Former Goldman Sachs trader Matthew Taylor departs Manhattan Federal Court in New York

Matthew Taylor, a former Goldman Sachs banker, has pleaded guilty to wire fraud for hiding $8.3bn in futures positions he was not authorised to make.

Mr Taylor surrendered to the Federal Bureau of Investigation on Wednesday and entered his guilty plea as part of deal with the government later that morning.

The criminal charge mirror civil allegations filed last year by the Commodity Futures Trading Commission.

The CFTC alleged over seven days in November 2007 and December 2007, while working for Goldman Sach, Mr Taylor concealed the size, risk and losses associated with positions he took in the S&P 500 e-mini futures contract. When confronted by trading disparities, authorities say, Mr Taylor initially misled Goldman personnel.

Mr Taylor was released on bond and is set to be sentenced on July 26.

“The unfortunate events of late 2007 were an aberration,” said Tom Rotko, Mr Taylor’s attorney. “He looks forward to the opportunity to put this behind him and resume what has otherwise been a productive and exemplary life.”

At the time of the alleged trading, Mr Taylor entered false trades in an internal bank system that bypassed the Chicago Mercantile Exchange, where the contract is traded, according to the CFTC.

As Mr Taylor increased the size of his position in the e-mini futures contracts on December 13, 2007 that ultimately reached $8.3bn, the CFTC alleges, he “periodically adjusted the size and price of his manual fabricated trades” to ensure his position remained hidden

In one instance, the CFTC said, Mr Taylor placed a real trade of 34,604 e-mini futures contracts that day. He then manually entered a fabricated sale of 33,000 contracts. The false sale had the effect of appearing to reduce Mr Taylor’s e-mini positions from 37,104 contracts to 4,104 contracts, according to the CFTC.

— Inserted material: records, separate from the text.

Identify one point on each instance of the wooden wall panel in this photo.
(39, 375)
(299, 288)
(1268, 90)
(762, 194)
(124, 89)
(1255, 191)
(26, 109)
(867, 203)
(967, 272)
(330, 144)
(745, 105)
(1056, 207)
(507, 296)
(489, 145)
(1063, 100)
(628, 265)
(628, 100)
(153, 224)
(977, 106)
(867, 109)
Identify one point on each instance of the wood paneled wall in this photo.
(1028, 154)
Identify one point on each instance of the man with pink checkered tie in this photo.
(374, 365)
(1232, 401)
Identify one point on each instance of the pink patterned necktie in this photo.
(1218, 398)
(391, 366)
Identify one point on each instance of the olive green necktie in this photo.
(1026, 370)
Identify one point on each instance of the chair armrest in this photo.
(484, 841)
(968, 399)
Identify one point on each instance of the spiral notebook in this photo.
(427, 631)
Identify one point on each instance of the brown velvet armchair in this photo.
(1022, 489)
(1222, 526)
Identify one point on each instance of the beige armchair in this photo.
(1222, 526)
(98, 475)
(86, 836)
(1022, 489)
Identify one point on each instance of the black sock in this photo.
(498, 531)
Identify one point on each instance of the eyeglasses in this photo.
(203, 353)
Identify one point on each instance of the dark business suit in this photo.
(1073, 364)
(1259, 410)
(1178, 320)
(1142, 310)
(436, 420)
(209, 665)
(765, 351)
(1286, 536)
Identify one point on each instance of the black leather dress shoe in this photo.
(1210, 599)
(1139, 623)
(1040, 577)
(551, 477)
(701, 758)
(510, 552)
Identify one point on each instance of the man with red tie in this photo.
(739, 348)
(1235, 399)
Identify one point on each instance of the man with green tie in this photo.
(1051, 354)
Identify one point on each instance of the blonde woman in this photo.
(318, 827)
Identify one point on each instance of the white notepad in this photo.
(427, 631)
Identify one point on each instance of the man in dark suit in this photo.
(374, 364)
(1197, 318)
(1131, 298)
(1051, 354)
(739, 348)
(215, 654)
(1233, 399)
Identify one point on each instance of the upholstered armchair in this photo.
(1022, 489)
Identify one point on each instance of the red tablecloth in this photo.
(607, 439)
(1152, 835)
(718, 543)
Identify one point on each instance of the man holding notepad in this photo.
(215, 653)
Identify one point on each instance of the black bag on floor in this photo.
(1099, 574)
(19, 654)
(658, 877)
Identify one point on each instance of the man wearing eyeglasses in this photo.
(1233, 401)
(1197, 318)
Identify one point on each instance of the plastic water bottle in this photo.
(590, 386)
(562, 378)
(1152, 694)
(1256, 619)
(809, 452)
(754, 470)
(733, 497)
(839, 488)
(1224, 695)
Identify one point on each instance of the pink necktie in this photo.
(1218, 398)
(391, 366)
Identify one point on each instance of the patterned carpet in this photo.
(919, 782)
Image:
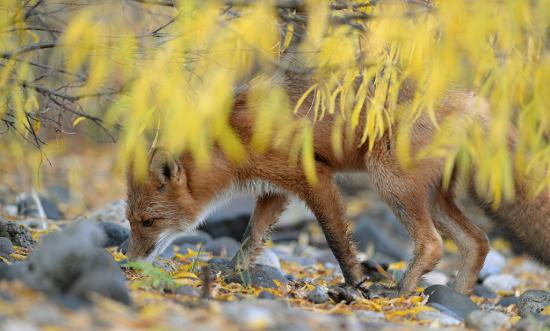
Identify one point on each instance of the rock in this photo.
(494, 263)
(123, 248)
(186, 290)
(32, 205)
(369, 231)
(456, 302)
(251, 315)
(532, 302)
(73, 263)
(16, 233)
(508, 301)
(483, 292)
(533, 324)
(265, 295)
(501, 282)
(439, 317)
(257, 276)
(114, 212)
(434, 278)
(370, 316)
(326, 256)
(487, 320)
(44, 315)
(223, 246)
(109, 283)
(116, 234)
(51, 209)
(193, 238)
(267, 257)
(6, 247)
(318, 295)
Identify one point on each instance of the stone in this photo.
(439, 317)
(108, 283)
(6, 247)
(114, 212)
(531, 323)
(483, 292)
(257, 276)
(18, 234)
(267, 257)
(532, 302)
(187, 290)
(369, 231)
(318, 295)
(193, 238)
(508, 301)
(494, 263)
(223, 246)
(266, 295)
(455, 302)
(488, 320)
(116, 234)
(72, 263)
(370, 316)
(501, 282)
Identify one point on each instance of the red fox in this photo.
(178, 194)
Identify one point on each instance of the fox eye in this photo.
(148, 223)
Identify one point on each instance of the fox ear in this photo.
(163, 167)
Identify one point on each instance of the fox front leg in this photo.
(266, 214)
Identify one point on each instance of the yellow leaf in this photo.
(78, 120)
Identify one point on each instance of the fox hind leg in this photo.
(266, 214)
(471, 241)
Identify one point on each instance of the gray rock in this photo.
(16, 233)
(370, 231)
(73, 263)
(114, 212)
(532, 323)
(483, 292)
(455, 302)
(494, 263)
(186, 290)
(6, 247)
(318, 295)
(223, 246)
(508, 301)
(109, 283)
(439, 317)
(487, 320)
(116, 234)
(501, 282)
(267, 257)
(533, 302)
(193, 238)
(257, 276)
(370, 316)
(8, 272)
(44, 315)
(265, 295)
(249, 315)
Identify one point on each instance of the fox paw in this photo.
(346, 293)
(379, 291)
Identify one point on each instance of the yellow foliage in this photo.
(179, 68)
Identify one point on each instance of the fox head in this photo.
(159, 207)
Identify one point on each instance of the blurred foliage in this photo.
(166, 72)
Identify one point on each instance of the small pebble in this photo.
(488, 321)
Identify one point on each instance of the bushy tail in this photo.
(527, 218)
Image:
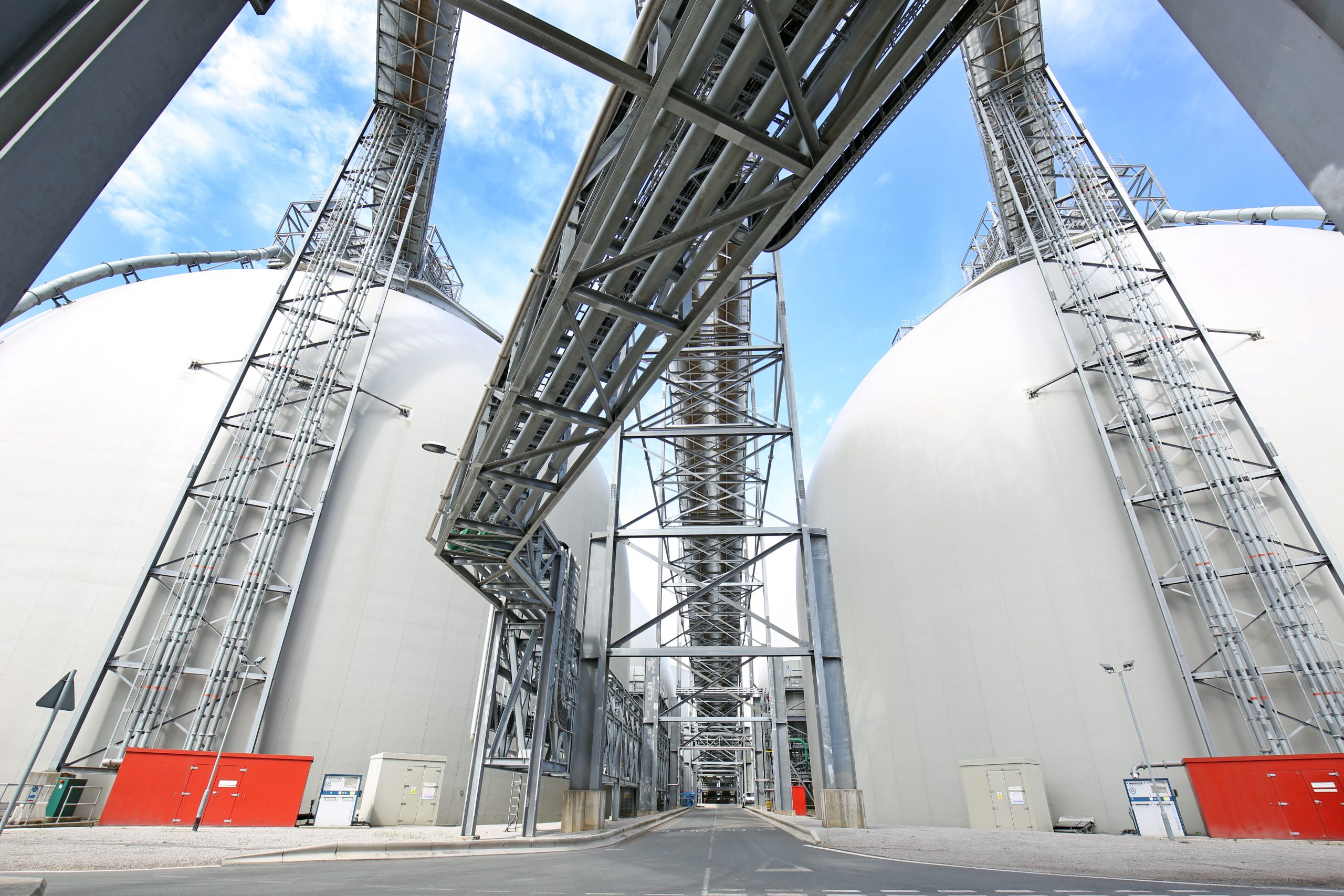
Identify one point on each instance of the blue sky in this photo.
(269, 112)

Goldman said its internal controls identified the allegedly fabricated trades the following day and subsequently dismissed Mr Taylor. Goldman said the alleged scheme had no impact on customer funds. When Goldman unwound the trades the firm’s overall loss from the alleged scheme totalled $118m.

Authorities allege when questioned about the trades by Goldman personnel, Mr Taylor mislead them stating the $8.3bn position was a “booking issue”.

Goldman agreed to pay $1.5m to the CFTC last year for failing “certain aspects of risk management.”

Goldman disclosed in regulatory filings that Mr Taylor was dismissed for building an “inappropriately large” proprietary trading position. The CFTC cited Goldman for failing to inform the National Futures Association and CFTC that Mr Taylor attempted to conceal that position with false trades until the CFTC opened its investigation.

Three months after Goldman dismissed Mr Taylor he was hired by Morgan Stanley, according to regulatory filings.

Mr Taylor left Morgan Stanley last July. A person familiar with the matter said it was unrelated to his trading at Goldman. The CFTC sued Mr Taylor in November seeking a $130,000 penalty.